I strongly advise you to flash a vanilla openwrt 'cause the gl.inet fork has a lot, and I mean a lot, of quirkness.

The issue is no OpenWrt vs DD-WRT, the issue is OpenWrt vs the modified version of OpenWrt issued by GL.iNET.

Your router is running a piece of software known by GL.iNET and nobody else. Either you move to vanilla OpenWrt, or only they will be able to help you.

Ok. I see the comments about flashing to base OpenWRT, and while I appreciate the perspective, I'm disinclined to give up the excellent mobile app and the much more comprehensible web interface.

That said -- and this is now more in case someone else stumbles on this thread -- I've tracked the work-around further. Eventually, I'll be able to reverse engineer what must be going wrong.

Now I know that the only command needed to "fix" resolution is calling /usr/bin/route_policy 3. This looks to be a GL-iNet script, as the only reference to it I can find is in this GL-iNet forum comment (which is where I'll take this question next). While the thread doesn't appear related to my issue, it's a tenuous lead.

What that script is doing (with the argument "3" -- my route policy mode) is:

1. Clearing and re-configuring the router firewall (likely irrelevant to my issue)
2. Flushing the ipset with this series of commands: (possibly relevant)
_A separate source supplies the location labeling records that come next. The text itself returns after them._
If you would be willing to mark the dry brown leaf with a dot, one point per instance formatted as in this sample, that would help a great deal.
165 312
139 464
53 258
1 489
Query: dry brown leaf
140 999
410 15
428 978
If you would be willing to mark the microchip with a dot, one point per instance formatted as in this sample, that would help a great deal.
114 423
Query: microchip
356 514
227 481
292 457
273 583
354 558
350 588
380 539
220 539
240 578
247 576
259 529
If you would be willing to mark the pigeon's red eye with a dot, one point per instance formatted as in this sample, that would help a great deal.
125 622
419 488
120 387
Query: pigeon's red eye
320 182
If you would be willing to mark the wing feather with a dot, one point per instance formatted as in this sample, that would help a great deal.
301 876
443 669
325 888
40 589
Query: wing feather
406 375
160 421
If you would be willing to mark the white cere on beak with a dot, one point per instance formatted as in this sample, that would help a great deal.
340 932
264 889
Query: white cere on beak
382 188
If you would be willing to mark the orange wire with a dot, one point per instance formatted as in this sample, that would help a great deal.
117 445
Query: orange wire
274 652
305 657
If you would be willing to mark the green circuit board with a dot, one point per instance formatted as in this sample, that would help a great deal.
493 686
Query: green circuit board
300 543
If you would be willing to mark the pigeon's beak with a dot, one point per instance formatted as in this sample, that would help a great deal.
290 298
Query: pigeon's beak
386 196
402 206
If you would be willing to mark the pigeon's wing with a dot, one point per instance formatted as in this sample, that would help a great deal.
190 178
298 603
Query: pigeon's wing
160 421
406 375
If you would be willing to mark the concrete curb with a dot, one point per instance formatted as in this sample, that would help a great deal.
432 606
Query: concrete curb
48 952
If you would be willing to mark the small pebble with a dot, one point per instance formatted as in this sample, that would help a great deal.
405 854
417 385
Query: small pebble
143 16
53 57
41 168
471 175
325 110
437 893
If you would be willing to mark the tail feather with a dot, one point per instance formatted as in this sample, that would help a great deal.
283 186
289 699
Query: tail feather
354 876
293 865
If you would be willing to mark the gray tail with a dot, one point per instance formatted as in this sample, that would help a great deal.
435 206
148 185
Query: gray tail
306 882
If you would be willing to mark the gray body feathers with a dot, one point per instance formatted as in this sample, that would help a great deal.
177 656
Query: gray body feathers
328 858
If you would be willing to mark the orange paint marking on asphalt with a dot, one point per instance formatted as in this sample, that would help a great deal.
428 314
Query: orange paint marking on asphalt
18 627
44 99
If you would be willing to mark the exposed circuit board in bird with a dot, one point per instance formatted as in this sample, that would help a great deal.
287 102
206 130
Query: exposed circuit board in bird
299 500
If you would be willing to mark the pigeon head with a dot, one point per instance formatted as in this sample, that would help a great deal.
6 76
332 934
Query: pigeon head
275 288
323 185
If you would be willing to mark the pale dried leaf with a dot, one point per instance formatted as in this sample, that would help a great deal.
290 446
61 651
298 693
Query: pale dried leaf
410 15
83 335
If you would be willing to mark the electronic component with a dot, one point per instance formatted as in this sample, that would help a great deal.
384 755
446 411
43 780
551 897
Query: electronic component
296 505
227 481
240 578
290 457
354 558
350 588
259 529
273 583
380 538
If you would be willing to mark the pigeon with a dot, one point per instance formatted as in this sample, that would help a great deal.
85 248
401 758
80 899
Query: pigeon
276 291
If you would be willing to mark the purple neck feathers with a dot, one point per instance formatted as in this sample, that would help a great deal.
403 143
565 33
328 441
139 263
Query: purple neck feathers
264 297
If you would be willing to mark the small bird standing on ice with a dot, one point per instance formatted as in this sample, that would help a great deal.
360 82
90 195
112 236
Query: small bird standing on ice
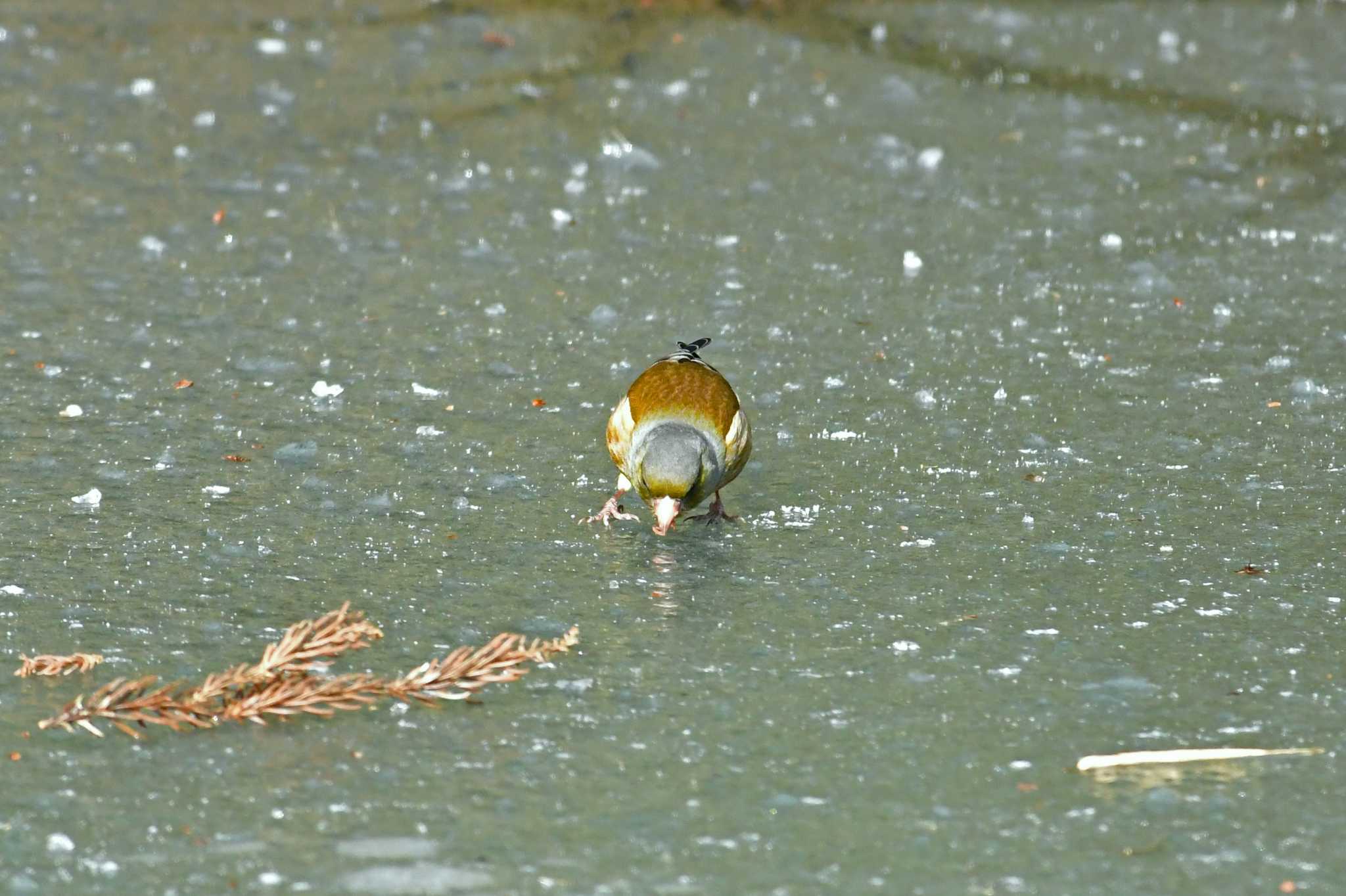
678 436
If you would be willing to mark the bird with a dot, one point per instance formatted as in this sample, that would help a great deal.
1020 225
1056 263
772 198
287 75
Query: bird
678 436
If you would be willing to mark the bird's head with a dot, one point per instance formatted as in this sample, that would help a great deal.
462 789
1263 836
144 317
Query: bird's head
670 470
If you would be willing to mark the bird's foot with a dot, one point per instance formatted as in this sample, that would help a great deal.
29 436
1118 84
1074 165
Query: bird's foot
610 512
715 513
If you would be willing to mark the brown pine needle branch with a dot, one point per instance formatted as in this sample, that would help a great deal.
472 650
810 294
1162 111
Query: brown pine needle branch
131 700
53 665
302 649
281 684
295 694
465 671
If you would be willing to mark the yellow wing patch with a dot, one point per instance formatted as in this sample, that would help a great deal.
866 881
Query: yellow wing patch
738 447
620 430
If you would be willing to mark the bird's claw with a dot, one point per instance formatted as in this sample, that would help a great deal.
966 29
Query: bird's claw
610 512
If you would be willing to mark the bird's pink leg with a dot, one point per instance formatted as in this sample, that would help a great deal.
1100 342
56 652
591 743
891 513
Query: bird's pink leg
611 510
715 513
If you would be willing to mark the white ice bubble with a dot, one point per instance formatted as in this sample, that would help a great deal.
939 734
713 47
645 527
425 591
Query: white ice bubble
931 158
60 843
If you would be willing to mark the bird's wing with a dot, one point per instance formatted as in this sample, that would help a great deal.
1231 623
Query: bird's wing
738 447
620 431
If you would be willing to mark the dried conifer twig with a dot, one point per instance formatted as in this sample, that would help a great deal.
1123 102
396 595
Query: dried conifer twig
281 684
54 665
129 700
302 649
465 671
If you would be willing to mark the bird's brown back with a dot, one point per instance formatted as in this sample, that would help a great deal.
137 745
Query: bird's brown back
685 386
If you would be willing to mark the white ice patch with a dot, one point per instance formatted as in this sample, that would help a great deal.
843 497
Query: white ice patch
931 158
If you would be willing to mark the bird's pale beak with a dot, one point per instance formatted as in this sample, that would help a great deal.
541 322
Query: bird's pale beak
665 512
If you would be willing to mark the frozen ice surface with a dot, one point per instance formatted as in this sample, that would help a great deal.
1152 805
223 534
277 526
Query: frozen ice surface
298 451
603 317
422 879
60 843
931 158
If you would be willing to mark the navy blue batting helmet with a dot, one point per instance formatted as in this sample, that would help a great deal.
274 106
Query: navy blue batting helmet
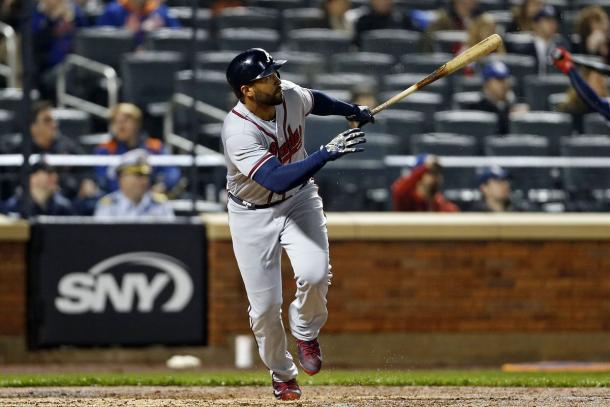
250 65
   ipset flush via_vpn_domain
   ipset flush bypass_vpn_domain
   ipset flush via_vpn_mac
   ipset flush bypass_vpn_mac
   

3. Running a fairly long shell function that mucks around with dnsmasq (very likely relevant)
4. Reloading the firewall (not relevant)
5. Running a brief script that fusses around with conntrack, which means nothing to me.

My current guess is that what fixes my issue are steps 3 and/or 2. And maybe 5, because conntrack seems to be related to dnsmasq.

Through tracing, I can see this script actually fork dnsmasq twice, so maybe it is indeed on purpose.

Again, if I get an answer from the GL-iNet forum or track down what's causing the failure, I'll close the loop here for future searchers. Regardless of whether it's something specific to GL-iNet or OpenWRT, providing answers is important.